Country of Origin: China, Poland, Nepal (Blended by Neat Jane’s Tea House)
Grade: Grade A, Coarse Cut
Manufacture Type: Field grown, sun dried, machine milled and Coarse cut
Cup Characteristics: Slightly bitter with refreshing lingering finish
Infusion: Tending yellow orange
Ingredients: St Mary’s Thistle, Dandelion root, Ginger
Description: Just the thing for the morning after the night before. St Mary’s Thistle has excellent role in healing the liver. Studies show it can protect hepatocytes (liver cells) from long term damage caused by chemotherapy drugs, alcohol and paracetamol.
Hepatitis and other conditions that damage the liver cause a hardening or fibrosis, which negatively impacts liver function. St Mary’s Thistle has been found to reduce fibrosis.
The only consideration with this safe herb is it may hinder iron absorption from food, so don’t have it at the same time as iron rich meals such as meat and green leafy vegetables.
Ginger, (Latin: Zingiber officinale) the tart knotty root spice, is probably the world’s most commonly used flavor additive.
Way back then, according to an essay published in China later on during the 3rd century BC, Shang dynasty rulers had already pinpointed the world’s finest ginger growing in Sichuan province. In those days ginger was also being widely consumed throughout India by the ancient Hindus. Both cultures thought very highly of ginger for both its use as a food ingredient and for its purported medicinal properties.
Its beneficial uses in this regard were thought to cover a veritable grocery list of common human ailments ranging from indigestion, to lack of appetite, the common cold, nausea, morning sickness related to pregnancy, leprosy, even restoring a low sex drive!
For many people, the thought of eating and drinking common lawn weeds is curious at best, but while Western society may not be known for eating and drinking herbs and plants, people have been doing so for thousands of years for their medicinal properties. The dandelion herb is one such useful plant, and its benefits have been utilized for generations to treat a variety of illnesses and promote organ health.
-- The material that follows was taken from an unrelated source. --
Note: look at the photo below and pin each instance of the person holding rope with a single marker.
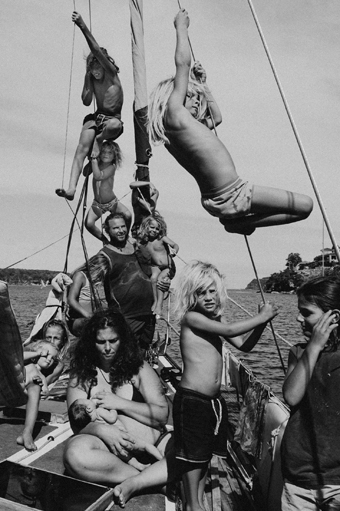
(102, 83)
(105, 200)
(179, 118)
While many natural remedies utilize only one part of the plant (such as only the root) the dandelion is much more versatile in that dandelion leaves, the root, and even the flowering head can be used. It can be bitter tasting, which many people thoroughly enjoy. While the flavor can provide a unique beverage experience, most people enjoy dandelion benefits more than the tang of the tea. You may be very surprised to find out how very effective this tiny wild plant can be.
Starting with the liver, dandelion tea benefits can include both increased bile production (a great way to remove toxins from the body) and the manufacture in the liver of glycogen, which is great for diabetics. It also produces compounds that can help with constipation and other digestive organ health. This is why dandelion is considered useful for herbal colon cleanse regimens. An added bonus is that its nutritional contents are as high as some of the very best vegetables, meaning that essentials are not lost as rapidly through cleansing.
You’ll find dandelion benefits also include diuretic properties. This is because it stimulates the kidney function and can increase urine flow and output. Another added kidney bonus? If you have trouble with kidney stones, you may find that dandelion benefits can also include helping you pass the little buggers.
Dandelion benefits go way beyond these two vital organs, however, maintaining liver and kidney health will also have a domino effect on other organs and processes that benefit from the proper health and functioning of these two biologic powerhouses. So, enjoy a cup. Your taste buds won’t be the only part of your body to thank you! And remember that drinking even 8 daily cups of this powerful tea alone will not provide you with all the benefits unless you also adjust your overall lifestyle and switch to a low carb, moderate protein and fat diet, since incorrect nutrient balance in your body hinders the natural healing properties of home remedies.
Hot tea brewing method: Bring fresh cold water to a rolling boil. Place 1 teaspoon of tea for each cup into the teapot. Pour the boiling water into the teapot.
Cover and let steep for 3-7 minutes according to taste (the longer the steeping time the stronger the tea). It is recommended to consume this tea ‘straight-up’.